DB2 Load and Unload: How to Achieve Parallel Processing

The best way to LOAD is split your input data set into part and load individual data set into part of partition table space.

However, splitting your input data set sometimes is not an easy process and you may need to create a batch job to do the work using DFSORT, REXX, COBOL program.

DB2 11 deliveries a performance improvement for LOAD SHRLEVEL NONE when the input data is in a single input data set with the new PARALLEL option, If you specify the PARALLEL keyword, the LOAD utility can use multiple parallel subtasks, which can reduce the elapsed time for the load.

DB2 V11 LOAD and UNLOAD Enhancements:

LOAD SHRLEVEL NONE with PARALLEL option
LOAD SHRLEVEL CHANGE with PARALLEL option

This kind of parallelism is useful when the utility is CPU bound. It does not increase I/O parallelism. CPU bottlenecks are typical of CCSID conversion, numeric conversion, compression, complex data types and VARCHAR columns.

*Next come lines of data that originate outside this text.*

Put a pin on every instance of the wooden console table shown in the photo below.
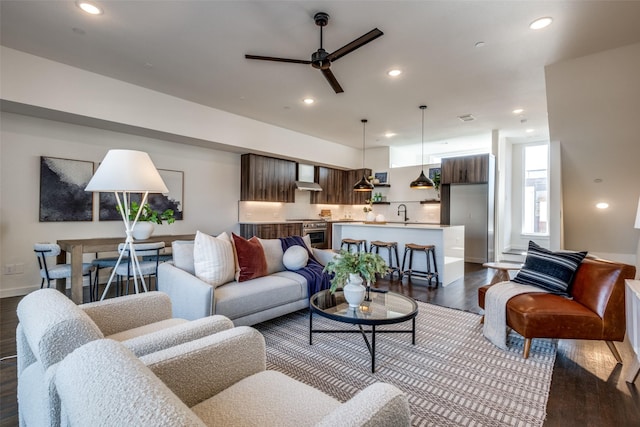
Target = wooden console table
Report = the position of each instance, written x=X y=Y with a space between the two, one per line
x=76 y=247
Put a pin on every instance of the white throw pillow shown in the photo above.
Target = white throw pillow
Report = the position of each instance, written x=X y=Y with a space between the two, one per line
x=295 y=258
x=273 y=253
x=213 y=258
x=182 y=251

This kind of parallelism is also useful to overlap the synchronous I/Os of multiple indexes. Hence, the more indexes, the greater the benefit.

SHRLEVEL NONE appends to the end of the end of the table instead of trying to store the rows in cluster sequence. Free space searches are not a consideration. However, there is still overhead to insert keys into the index.

There can be synchronous I/Os and index splits. Performance is sensitive to whether or not the input data is sorted. If the input data is unsorted, parallelism is of greater value than it would be for presorted input.

The CPU overhead of parallelism is also somewhat higher for sorted input. Nevertheless, if the LOAD is the type that uses a lot of CPU time, parallelism will help reduce the elapsed time.

With a high degree of parallelism there will be an extra overhead on CPU time, so that should be factored in when determining the degree of parallelism specified with the PARALLEL keyword.

The recommendation is to specify PARALLEL 0 or PARALLEL without a number specified so DB2 can determine the most optimal degree of parallelism. Whether or not the input data is sorted also affects the performance, because the parallel tasks may suffer from contention.

Measurements show that LOAD SHRLEVEL NONE PARALLEL reduced up to 50% of elapsed time with unsorted data.